Robbie Cairns watched them come. Gillot, the target, was at the front, looking like a derelict who slept rough in Southwark Park on the far side of Lower Road. He didn’t think the target could have walked if he hadn’t been held up – by a policeman. The man would have had to spend a couple of hours being made up and costumed to disguise himself. Obvious he was a policeman.

They were coming closer to him. He stood with his legs a little apart, his weight on his toes, and the sunlight was across him, not in his face. The policeman wore a suit but had been on the ground and was dusty: there was mud on his face, his shirt was messy and his tie askew. The target, Robbie Cairns saw very clearly, tried to free himself from the policeman’s grip and wriggled, was a fucking eel, which rucked up the suit jacket. If a shoulder holster had been worn, Robbie Cairns would have seen it. If there had been a pancake version on the belt, he would have seen it.
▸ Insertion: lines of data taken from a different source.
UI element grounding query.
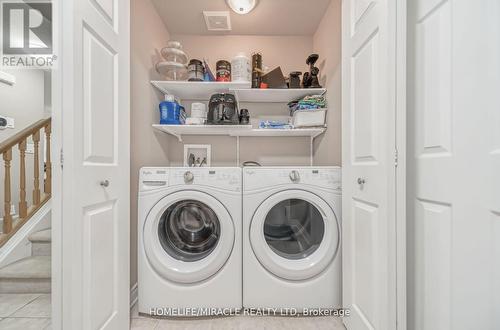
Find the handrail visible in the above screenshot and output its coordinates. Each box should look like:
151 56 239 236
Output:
0 118 52 247
0 118 51 154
They were fifty or sixty paces from him, and he saw now that the great crowd behind and alongside had thinned and that most of the people, whether they were in fatigues or wore black, had drifted into the corn and trampled it but they gave him space.
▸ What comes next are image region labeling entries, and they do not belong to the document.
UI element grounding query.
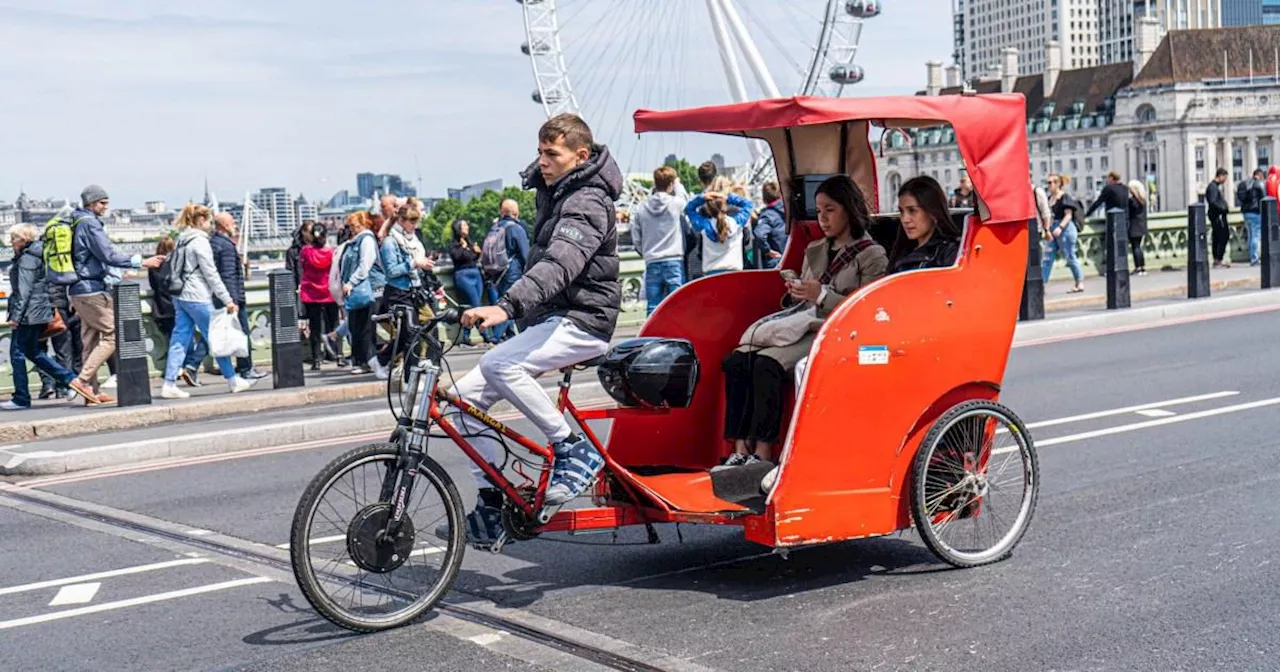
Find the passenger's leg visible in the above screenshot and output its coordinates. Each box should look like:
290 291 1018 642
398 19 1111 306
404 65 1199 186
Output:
749 355 786 462
721 351 751 457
There was a knot – ordinary clothes and ordinary people except one idiot in a straw hat with a bright handkerchief half out of his jacket pocket – of two women and three men, a couple of paces behind the policeman and the target. He had the pistol out of his jacket pocket and had been satisfied with his shooting early that morning of the fox. He could justify it as a test firing and he had almost forgotten the eyes of the animal, the mouth and its tongue.

The man, the idiot, broke clear of the people who followed and split off into the corn. He had, a moment, a sight of the hat, then lost it, and his eyes were back on the track. They were going to fucking bluff it. Not many did. A few thought they could walk past, as if he wasn’t there, as if the pistol wasn’t aimed at them – not many. He cocked it, and the bullet went up into the breech.

Robbie Cairns thought that maybe he would have to shoot a policeman, unarmed, and didn’t feel it mattered to him. He had shot a fox and that mattered more, and had strangled his girl with the hands that held the pistol and that mattered most… They came on and walked at him.

20

Curious, but he felt a sort of calm. Almost as if he was at peace. He smiled.

He walked better now, no longer fighting against the detective’s hand on his arm. He didn’t try to squirm clear of him. Maybe another twenty steps and they would be close enough for a hired man to shoot. Maybe another twenty steps beyond that and they would be clear of him and out of his range… Forty steps to walk. Best foot forward, Harvey. And when he was clear, he was free. When he was free, it was over… Start of the ‘sunlit uplands’, Harvey boy, new world, a new life, forty steps away. No more looking over his shoulder, chasing shadows, running because the wind hit the roof or a tree cracked above a pavement. What stood in the way of the forty steps was the slight-built man, short and forward on his toes, like a boxer ready to fight. In the way was the gun in his hand. He kept the smile. He recognised the gun as one from the factories of Israeli Military Industries but couldn’t recall whether it was the Desert Eagle or the Jericho 941, which seemed to matter to him. They were fast thoughts, a drowning man’s views of life, and took him through three or four steps.

Roscoe murmured, ‘You keep walking. I lead and you’re covered by me. Just go on by him.’

‘Not your fight.’

‘Just fucking douse it.’

‘Why are you here?’ Time for one more question and time, perhaps, for one more answer.

‘Not for you. Don’t go getting an ego surge on that. My badge. My job. Enough?’